Pin It

I am going to take a different tack from many of my colleagues. Some just cannot stand President Barack Obama and have simply run out of negatives to write about him. Peggy Noonan of the Wall Street Journal has just given up and argues that “no one is listening to him” anyway.  National Journal’s Ron Fournier has declared that Mr. Obama is now desperate at this point in his term and merely “flailing”. Former George W. Bush speechwriter Marc Thiessen says that the President will be forced to stand tonight before Congress and the American people as a “liar”. It seems, to this coalition of partisans and the pissed off, that Mr. Obama is merely running out the clock for a failed presidency.

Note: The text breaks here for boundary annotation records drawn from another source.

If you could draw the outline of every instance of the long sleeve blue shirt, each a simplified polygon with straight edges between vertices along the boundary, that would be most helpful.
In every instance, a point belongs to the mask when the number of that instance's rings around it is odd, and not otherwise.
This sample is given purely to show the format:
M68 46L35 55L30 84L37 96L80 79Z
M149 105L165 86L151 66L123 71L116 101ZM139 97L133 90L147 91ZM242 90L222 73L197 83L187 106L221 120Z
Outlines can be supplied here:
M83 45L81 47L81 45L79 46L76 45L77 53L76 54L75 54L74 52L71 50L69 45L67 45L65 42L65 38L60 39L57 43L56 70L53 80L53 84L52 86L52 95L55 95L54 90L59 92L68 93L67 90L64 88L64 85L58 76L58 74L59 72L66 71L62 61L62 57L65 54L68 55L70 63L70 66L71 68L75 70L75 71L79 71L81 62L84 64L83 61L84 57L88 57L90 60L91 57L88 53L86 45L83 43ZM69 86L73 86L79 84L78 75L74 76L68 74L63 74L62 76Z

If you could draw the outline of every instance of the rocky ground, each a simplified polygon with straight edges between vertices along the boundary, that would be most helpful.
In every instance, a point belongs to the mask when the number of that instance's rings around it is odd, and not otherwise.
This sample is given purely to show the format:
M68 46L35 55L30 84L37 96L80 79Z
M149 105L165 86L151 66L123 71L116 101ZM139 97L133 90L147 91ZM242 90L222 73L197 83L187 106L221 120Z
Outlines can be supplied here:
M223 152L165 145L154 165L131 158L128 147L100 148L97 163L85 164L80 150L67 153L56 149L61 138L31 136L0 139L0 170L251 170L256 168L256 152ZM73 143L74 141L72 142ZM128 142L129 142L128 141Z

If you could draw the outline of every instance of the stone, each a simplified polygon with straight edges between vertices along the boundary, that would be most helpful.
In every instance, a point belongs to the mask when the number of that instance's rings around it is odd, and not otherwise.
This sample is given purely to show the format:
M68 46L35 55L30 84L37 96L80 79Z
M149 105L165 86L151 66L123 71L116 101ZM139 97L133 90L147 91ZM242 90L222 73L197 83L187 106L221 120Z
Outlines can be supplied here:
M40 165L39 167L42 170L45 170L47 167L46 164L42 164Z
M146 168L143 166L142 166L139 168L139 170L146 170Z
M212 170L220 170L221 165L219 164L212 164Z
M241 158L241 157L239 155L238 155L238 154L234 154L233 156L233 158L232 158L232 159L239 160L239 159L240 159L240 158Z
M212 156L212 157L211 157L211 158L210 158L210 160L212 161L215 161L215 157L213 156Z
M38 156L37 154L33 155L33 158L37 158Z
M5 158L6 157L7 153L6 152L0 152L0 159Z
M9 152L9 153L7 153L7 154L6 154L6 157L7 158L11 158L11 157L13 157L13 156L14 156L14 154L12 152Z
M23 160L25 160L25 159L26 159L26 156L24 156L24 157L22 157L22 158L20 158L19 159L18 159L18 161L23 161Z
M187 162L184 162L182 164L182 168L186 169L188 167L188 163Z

I just don’t see it that way. To be sure, the Obama tenure in the Oval Office has not met the expectations that first carried him into the Presidency. His “audacity to hope” has met a brick wall and his experience has been too shallow to be the transformative leader we all expected. Besides, his personal aloofness has prevented him from wining and dining the opposition that he frankly detests. He doesn’t like either the politics or the people he has to deal with, and it has taken its toll.

But he delivers his fifth State of the Union message not from a position of weakness. Instead, tonight we will see a confident, not defeated, President.  His approval ticking up to the mid-forties, nothing to brag about but he is 30 points more popular than the institution he speaks before.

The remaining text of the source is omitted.